The warden’s face appeared on the other side of the glass. “And why on earth would I do that?”

“You have to let me go!” Crowley smacked his hand futilely against the door. “I need to stop Gabriel!”

Michael raised an eyebrow. “When you still have all those life sentences to go? Plenty of time to reflect on what you’ve done.”

“You want me to apologise? Fine! I’m sorry! Whatever I said, whatever I did, I didn’t mean it!” He threw himself against the door, pressing his face to the glass and staring through.

The warden snorted. “Not buying it.”

Crowley sagged back, heart sinking. “Yeah… s’pose I asked for that. Terrorising the city. Taking over and everything.
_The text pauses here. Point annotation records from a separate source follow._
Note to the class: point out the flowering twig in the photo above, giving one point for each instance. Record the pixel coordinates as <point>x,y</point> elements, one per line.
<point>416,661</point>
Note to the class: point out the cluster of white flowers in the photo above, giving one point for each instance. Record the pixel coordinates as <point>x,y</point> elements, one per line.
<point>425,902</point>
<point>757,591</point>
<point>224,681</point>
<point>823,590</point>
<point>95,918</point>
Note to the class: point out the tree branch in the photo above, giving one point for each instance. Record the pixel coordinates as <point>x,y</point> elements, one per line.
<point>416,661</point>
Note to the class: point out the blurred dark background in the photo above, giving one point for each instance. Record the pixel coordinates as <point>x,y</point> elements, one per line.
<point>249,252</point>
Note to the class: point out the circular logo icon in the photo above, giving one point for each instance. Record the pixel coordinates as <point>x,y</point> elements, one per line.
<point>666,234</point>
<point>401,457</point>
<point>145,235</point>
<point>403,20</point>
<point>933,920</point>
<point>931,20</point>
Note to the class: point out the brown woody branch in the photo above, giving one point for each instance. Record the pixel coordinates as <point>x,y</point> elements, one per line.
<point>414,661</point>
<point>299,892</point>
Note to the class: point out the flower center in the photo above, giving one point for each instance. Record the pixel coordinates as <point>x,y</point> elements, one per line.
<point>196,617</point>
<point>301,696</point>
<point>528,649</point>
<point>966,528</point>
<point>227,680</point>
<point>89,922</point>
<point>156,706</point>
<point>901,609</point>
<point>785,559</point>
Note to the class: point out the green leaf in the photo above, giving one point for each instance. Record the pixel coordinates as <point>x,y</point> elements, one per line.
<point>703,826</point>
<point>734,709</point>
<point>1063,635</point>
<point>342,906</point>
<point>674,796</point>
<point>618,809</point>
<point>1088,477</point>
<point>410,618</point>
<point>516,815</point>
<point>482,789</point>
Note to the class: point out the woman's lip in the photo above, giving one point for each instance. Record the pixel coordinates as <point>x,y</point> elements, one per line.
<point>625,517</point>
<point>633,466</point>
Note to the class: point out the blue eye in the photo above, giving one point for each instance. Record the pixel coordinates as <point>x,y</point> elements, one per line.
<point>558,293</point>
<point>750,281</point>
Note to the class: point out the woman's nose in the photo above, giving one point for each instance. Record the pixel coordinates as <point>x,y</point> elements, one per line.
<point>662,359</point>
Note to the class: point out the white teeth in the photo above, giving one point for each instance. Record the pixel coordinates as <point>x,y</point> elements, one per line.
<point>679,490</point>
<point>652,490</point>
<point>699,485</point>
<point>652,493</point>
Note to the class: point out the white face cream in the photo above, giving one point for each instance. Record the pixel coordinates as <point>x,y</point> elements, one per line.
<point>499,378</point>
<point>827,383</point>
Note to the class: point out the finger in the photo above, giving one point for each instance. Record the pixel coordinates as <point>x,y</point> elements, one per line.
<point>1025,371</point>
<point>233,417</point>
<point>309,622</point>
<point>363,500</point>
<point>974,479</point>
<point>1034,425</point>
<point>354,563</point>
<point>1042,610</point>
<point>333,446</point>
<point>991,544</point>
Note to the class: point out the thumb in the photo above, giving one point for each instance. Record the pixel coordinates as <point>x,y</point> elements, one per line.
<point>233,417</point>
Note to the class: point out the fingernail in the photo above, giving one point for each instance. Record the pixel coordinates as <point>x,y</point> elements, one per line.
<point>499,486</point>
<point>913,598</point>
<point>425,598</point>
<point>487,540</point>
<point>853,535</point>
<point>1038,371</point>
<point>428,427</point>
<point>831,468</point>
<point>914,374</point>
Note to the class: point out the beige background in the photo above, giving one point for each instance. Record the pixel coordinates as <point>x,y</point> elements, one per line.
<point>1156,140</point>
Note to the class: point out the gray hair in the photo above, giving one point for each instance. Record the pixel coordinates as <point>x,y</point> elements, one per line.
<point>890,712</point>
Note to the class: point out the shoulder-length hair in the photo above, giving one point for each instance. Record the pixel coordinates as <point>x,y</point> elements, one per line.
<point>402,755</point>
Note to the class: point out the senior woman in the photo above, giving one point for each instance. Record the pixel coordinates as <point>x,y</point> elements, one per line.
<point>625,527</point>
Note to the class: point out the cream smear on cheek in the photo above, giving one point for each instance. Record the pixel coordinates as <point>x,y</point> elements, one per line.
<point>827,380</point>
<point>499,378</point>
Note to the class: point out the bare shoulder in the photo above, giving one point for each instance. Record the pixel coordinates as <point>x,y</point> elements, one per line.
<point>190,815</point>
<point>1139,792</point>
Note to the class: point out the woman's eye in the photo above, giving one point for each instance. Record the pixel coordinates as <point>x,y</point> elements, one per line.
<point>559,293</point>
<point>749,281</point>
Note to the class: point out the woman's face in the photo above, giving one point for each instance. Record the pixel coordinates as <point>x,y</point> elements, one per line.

Making that bastard into something even worse.” He slumped against the door. “And I buggered everything up. Put Aziraphale in danger. And… and my best mate… he told me not to. All the stupid things I’ve done, he tried to stop me and now, I can’t even apologise to him.” He peered back out through the window in the door. “I’m asking nicely. I need to make things right.”

To his astonishment, the door slid open.

“Eh?”

The warden touched a – hey wait! – very familiar watch, light blazing around him.

“Apology accepted,” Eric said, beaming at him.

Crowley laughed shakily. “Eric… you brilliant bugger.”

Eric wriggled happily. “Come on then! Not really a break-out if you don’t leave with me.”

Crowley flung his arm around his minion’s shoulder. “Yes! We’ve got a party to crash.” He blinked in surprise as they emerged from the cell and found the warden and the guards all tied up and bundled in heaps along the wall. “How did you–”

Eric snapped his fingers and a dozen of the shrubberies poured in, wearing matching grins. “Got them well trained.”

In lieu of some appropriately sincere gesture of affection, Crowley settled for lightly headbutting the side of Eric’s head. “Fantastic!” He stepped over the warden’s legs, giving the exasperated Michael an apologetic little wave.

“Good luck, Serpent,” the warden called after him.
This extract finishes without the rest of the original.